Tuesday, March 1, 2016

France - What are the banks up to in tax havens? Since the financial crisis in 2008, this question has been regularly asked as tax avoidance and evasion scandals have filled the press time and time again.

First of all, concerns have arisen about the way banks use tax havens for the same purposes as other multinationals – they can artificially transfer profits made in the countries where they actually operate to reduce their tax bill. Some scandals, like Swissleaks which broke in February 2015, demonstrate that banks can also use tax havens to allow their customers to cheat the tax authorities. Others, like the collapse of the UK’s Northern Rock bank in 2007 show how banks use these territories’ lack of transparency to avoid their regulatory obligations. Such practices could not exist without legal and administrative facilities, minimal tax rates and the lack of transparency inherent in tax havens. Importantly, tax havens aren’t for tax purposes only. To be precise we ought to speak consistently of tax, legal and regulatory havens.

Each of these practices has serious consequences. With regards to tax, it means hundreds of billions of euros go unpaid to the treasuries of countries in the North as well as the South. This vast amount of money is vital for funding public services, infrastructure and social services as well as redistributing wealth in order to reduce growing inequality. According to a recent parliamentary report, France loses between €40 and €60 billion in tax revenue each year, which is almost equivalent to the national education budget, one of the top budget areas of 2015. In addition to the countries in the North, it must be emphasized developing countries are particularly affected by tax evasion and avoidance. A recent IMF study revealed that the loss of tax revenue due to tax evasion by large corporations is proportionately 30% greater in developing countries than in the OECD. With regards to regulation, the consequences are just as serious. Banks are allowed to avoid their regulatory obligations by being permitted to vastly exceed normal prudential ratios. Regulatory havens seriously endanger the international financial system.

All that could be done was register the widespread presence of banks in tax havens, speculate about why they selected these locations and reflect on vague responses; that they had set up there, as elsewhere, “for business reasons” and “to serve local customers”. An impenetrable veil protected their international activities, as is the case today for large multinationals. In 2013, following the widespread involvement of civil society, a first step towards transparency was made.
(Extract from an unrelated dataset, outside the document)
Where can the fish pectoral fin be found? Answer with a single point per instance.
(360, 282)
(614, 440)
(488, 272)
French and European banks are now required to publish information on their activities (profits and turnover), staff, tax paid and subsidies received in each territory in which they are established, including tax havens.

The purpose of such country-by-country reporting - a key means by which to combat tax avoidance - is to allow everyone to know if banks are really operating in tax haven territories, or if they are using them to offshore profits artificially, to avoid tax or to manage certain high risk assets and thus avoid their regulatory obligations.
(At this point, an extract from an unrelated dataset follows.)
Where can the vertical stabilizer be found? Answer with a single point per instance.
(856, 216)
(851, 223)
CCFD-Terre Solidaire, Oxfam France and Secours Catholique – Caritas France, in partnership with the Plateforme Paradis Fiscaux et Judiciaires8 [tax and legal havens platform] (PPFJ) analysed the data for the five biggest French banks. This investigation followed a previous report on the initial information the banks published in 2014. Newly released information (of profits and taxes) allows us to produce new indicators that confirm our initial hypothesis – not only are tax havens at the heart of French international banking, but how the banks use them is very specific. The information shows that French banks make a third of their profits in overseas tax havens, yet they only represent a quarter of their reported international business, a fifth of their taxes and just a sixth of their employees. These figures alone show the disconnection between the territories in which banks operate and have staff, and those from which they derive their profits.